Der Soldat ist auch von dem Vorwurf freizustellen, daß er es nach Beendigung der Übung vorwerfbar unterlassen hat, seinen Vorgesetzten zu melden, der Zeuge P. habe wegen der Durchnässung und der vorangegangenen Behandlung sofort in die Unterkunft gebracht werden müssen. Denn nach Bekundung des Zeugen Th. war der unmittelbar nach Beendigung der Übung begonnene Rückmarsch in die Kaserne nach 30 Minuten beendet, so daß der Zeuse P. nicht, wie vorgeworfen, einen etwa vierstündigen Rückmarsch mit seinen Kameraden vornehmen mußte. Der Soldat hat auch nicht fahrlässig gehandelt, da er die - auf Grund seines Vorverhaltens zu Tatvorwurf 1 für den Zeugen P. möglicherweise gegebene - körperliche Belastung und gesundheitliche Gefährdung - nach seiner unwiderlegten Einlassung - weder erkennen noch überprüfen konnte und mußte. Denn der Zeuge hat sich nach der Versorgung mit Wasser in normaler Körperbewegung seinem Blickfeld entzogen und in den Aufsichtsbereich seines Gruppenführers Th. zurückbegeben. Im übrigen oblag es dem Zugführer Oberleutnant Q., vor dem Rückmarsch die Übungsteilnehmer zu befragen und gegebenenfalls zu überprüfen, ob sie physisch und psychisch leistungsfähig waren. Da Oberleutnant Q. den Zeugen P. dem Soldaten zur weiteren Befragung übergeben und selbst beobachtet hatte, daß der Zeuge P. an den Baum gefesselt war und nachher auf dem Erdboden gelegen hatte, bedurfte er keiner gesonderten Unterrichtung durch den Soldaten, um im Rahmen der Wahrnehmung seiner eigenen Verantwortung als Zugführer vor Antritt des Rückmarsches seine persönliche Aufmerksamkeit auf den körperlichen und psychischen Zustand des einer Befragung unterzogenen Gefangenen auszurichten und sich insoweit zu vergewissern, ob der Zeuge am Rückmarsch aller Übungsteilnehmer teilnehmen konnte.

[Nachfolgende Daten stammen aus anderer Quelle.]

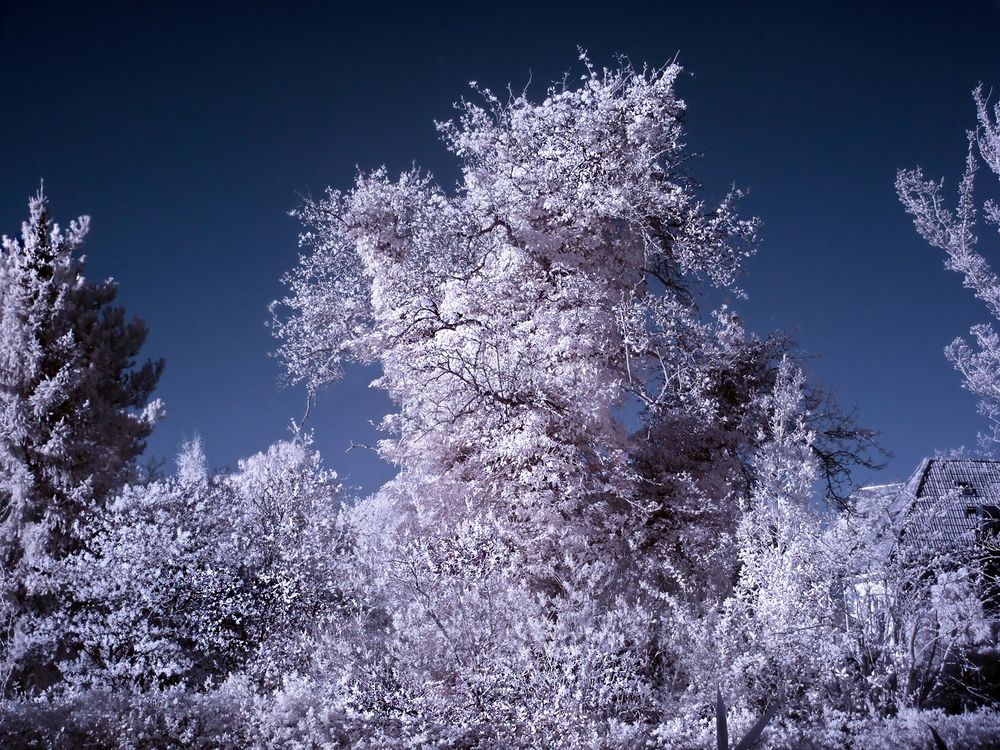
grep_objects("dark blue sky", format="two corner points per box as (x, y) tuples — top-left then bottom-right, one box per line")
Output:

Der Soldat hat somit lediglich zu Tatvorwurf 1 ein Dienstvergehen gemäß § 23 Abs. 1 SG begangen.
b)
Nach § 54 Abs. 5 i.V.m. § 34 Abs. 1 WDO sind bei Art und Maß der Disziplinarmaßnahme Eigenart und Schwere des Dienstvergehens, seine Auswirkungen, das Maß der Schuld, die Persönlichkeit, die bisherige Führung und die Beweggründe des Soldaten zu berücksichtigen.

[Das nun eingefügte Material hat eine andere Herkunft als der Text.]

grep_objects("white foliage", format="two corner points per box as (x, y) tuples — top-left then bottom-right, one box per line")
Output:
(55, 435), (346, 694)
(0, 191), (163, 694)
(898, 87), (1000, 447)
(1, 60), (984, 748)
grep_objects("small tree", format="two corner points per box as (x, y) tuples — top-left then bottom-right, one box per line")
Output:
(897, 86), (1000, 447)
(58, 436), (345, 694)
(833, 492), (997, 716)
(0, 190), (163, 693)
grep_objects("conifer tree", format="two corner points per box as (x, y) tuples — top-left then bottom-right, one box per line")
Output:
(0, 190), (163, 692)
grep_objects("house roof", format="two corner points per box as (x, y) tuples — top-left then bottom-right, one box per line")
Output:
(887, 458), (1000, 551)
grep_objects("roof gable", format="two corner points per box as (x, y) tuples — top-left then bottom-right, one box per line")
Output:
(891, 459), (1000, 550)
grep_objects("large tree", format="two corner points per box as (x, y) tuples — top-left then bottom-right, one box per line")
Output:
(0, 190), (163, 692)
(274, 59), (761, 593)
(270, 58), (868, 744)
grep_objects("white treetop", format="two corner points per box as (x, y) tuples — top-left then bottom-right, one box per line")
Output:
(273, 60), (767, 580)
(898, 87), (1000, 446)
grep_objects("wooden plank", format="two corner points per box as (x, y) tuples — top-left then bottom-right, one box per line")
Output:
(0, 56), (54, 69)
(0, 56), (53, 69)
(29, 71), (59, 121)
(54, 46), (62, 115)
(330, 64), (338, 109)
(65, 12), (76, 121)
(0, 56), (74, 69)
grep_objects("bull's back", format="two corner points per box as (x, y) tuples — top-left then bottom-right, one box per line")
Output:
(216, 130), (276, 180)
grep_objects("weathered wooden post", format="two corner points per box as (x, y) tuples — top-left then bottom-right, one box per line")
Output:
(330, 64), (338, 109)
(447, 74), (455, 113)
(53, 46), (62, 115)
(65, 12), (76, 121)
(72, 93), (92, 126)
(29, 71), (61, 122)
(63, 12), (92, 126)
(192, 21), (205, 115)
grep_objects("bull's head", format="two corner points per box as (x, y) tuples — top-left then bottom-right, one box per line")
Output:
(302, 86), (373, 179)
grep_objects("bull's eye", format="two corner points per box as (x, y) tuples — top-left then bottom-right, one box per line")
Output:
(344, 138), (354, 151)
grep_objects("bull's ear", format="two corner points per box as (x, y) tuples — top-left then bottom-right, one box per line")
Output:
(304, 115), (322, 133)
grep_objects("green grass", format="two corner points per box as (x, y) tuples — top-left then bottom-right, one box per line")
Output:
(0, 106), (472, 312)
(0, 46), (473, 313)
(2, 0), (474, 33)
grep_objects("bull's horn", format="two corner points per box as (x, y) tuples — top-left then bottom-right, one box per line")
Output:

Der Soldat hat ein sehr schwerwiegendes Dienstvergehen begangen. Denn die unwürdige und demütigende Behandlung eines Kameraden stellt für einen Soldaten in Vorgesetztenstellung (§ 10 Abs. 1 SG) ein sehr ernstzunehmendes Fehlverhalten dar, das gegen die Wehrverfassung der Bundesrepublik Deutschland und gegen die Prinzipien der Inneren Führung der Bundeswehr verstößt. Nach Art. 1 Abs. 1 GG ist die Würde des Menschen unantastbar; sie zu achten und zu schützen, ist Verpflichtung aller staatlichen Gewalt. Dieses Gebot kann innerhalb und außerhalb der Streitkräfte nicht unterschiedlich gehandhabt werden und bedarf im militärischen Bereich sogar besonderer Beachtung (gefestigte Rechtsprechung des Senats: Urteile vom 16. Juli 1986 - BVerwG 2 WD 1.86 - <BVerwGE 83, 210>, vom 2. Juli 1987 - BVerwG 2 WD 19.87 - <BVerwGE 83, 300 [f.]>, vom 26. Februar 1988 - BVerwG 2 WD 37.87 - <BVerwGE 83, 384>, vom 27. November 1990 - BVerwG 2 WD 20, 21.90 - <BVerwGE 86, 362 [f.]>, vom 18. Januar 1991 - BVerwG 2 WD 24.89 - <BVerwGE 93, 19 [f.]>, vom 20. März 1991 - BVerwG 2 WD 52.90 - <BVerwGE 93, [56 f.]> und vom 20. August 1991 - BVerwG 2 WD 14.91 - <BVerwGE 93, 140 [f.]> jeweils m.w.N.). Nach der eindeutigen Regelung des § 6 SG hat der Soldat die gleichen staatsbürgerlichen Rechte wie jeder andere Staatsbürger; seine Rechte werden lediglich im Rahmen der Erfordernisse des militärischen Dienstes durch seine gesetzlich begründeten Pflichten beschränkt. Jeder vermeintliche militärische oder technische Ausbildungserfolg ist daher bedeutungslos, wenn er auf Kosten einer Verletzung der körperlichen Unversehrtheit, der Würde oder Ehre eines Kameraden erkauft wird.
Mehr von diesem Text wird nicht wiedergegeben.